Critiques

La musique qui vient du froid : Une synthèse qui impressionne

La musique qui vient du froid : Une synthèse qui impressionne

« La musique qui vient du froid est l’aboutissement d’une remarquable et ambitieuse entreprise visant à étudier la musique des Inuit dans l’ensemble de la région circumpolaire » (p. 9). C’est ainsi que la présidente du conseil circumpolaire inuit (CCI) et anthropologue Lisa Qiluqqi Koperqualuk débute la préface de cet ouvrage passionnant. 

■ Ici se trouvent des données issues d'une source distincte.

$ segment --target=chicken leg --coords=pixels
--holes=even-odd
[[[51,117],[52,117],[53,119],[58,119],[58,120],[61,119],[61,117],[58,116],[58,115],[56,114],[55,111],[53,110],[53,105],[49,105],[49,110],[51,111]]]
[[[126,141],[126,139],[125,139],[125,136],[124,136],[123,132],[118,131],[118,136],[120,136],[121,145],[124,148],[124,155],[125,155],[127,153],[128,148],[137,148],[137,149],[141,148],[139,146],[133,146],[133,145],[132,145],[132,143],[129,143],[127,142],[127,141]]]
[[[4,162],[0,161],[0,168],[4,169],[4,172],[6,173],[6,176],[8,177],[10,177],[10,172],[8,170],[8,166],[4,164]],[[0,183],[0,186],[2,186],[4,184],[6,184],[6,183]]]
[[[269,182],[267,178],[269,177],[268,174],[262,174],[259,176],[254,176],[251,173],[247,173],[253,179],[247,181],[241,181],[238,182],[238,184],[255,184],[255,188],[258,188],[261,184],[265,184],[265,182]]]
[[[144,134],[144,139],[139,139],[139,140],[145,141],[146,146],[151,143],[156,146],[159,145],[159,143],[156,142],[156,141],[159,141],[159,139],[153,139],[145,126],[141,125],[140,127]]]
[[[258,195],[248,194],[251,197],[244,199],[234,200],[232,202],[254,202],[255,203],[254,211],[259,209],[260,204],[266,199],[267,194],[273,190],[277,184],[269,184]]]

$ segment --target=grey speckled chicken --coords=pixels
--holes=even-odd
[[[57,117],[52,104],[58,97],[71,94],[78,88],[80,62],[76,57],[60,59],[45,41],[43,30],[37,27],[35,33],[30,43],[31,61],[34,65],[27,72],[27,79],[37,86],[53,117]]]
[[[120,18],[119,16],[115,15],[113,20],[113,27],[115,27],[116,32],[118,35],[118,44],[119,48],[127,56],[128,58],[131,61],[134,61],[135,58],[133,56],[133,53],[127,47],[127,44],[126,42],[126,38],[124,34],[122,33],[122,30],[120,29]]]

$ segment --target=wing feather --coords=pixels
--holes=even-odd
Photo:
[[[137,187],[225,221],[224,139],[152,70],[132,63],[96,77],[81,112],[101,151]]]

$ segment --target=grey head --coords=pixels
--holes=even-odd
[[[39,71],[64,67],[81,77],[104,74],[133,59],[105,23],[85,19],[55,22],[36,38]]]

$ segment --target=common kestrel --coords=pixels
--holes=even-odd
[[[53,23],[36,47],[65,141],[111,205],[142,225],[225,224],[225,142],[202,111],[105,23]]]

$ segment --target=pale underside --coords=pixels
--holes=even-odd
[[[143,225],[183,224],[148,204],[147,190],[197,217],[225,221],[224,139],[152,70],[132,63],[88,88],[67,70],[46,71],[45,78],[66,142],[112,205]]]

Aboutissement, ce livre l’est en effet, car il regroupe les recherches accumulées par Jean-Jacques Nattiez depuis le début des années 1970, avec à son actif plusieurs terrains, articles et disques ayant fait autorité depuis. Aboutissement, car l’auteur y a vraisemblablement rassemblé tout ce qui a été écrit sur la musique des Inuit, non pour en faire la somme, mais une synthèse. L’entreprise est remarquable, car elle couvre un territoire immense, de la Sibérie au Groenland, réunissant d’importantes sources bibliographiques et discographiques, mais aussi iconographiques qui contribuent à en rendre la lecture très agréable. À noter également l’attention apportée par les Presses de l’Université de Montréal à la qualité du papier, de la reliure et de la mise en page, avec quelque 200 illustrations en couleurs. À cela s’ajoutent de multiples exemples sonores et vidéos rendus disponibles en ligne, et qui valorisent efficacement les dimensions artistique et anthropologique de l’ouvrage. Cette publication scientifique accompagnait d’ailleurs l’exposition au titre éponyme du Musée des Beaux-Arts de Montréal présentée lors de la saison 2022-2023 et dont l’auteur avait été le commissaire invité.

L’entreprise est ambitieuse, car elle a pour objectif d’« offrir un panorama systématique de la musique des Inuit fondé sur quatre approches : historique, culturelle, musicale et iconographique » (p. 11) pour en démontrer le substrat chamanique commun, à partir des deux grands genres vocaux qui se retrouvent d’un bout à l’autre de la culture inuit (et même au-delà), à savoir les chants de danse à tambour (pisiit), et les chants haletés.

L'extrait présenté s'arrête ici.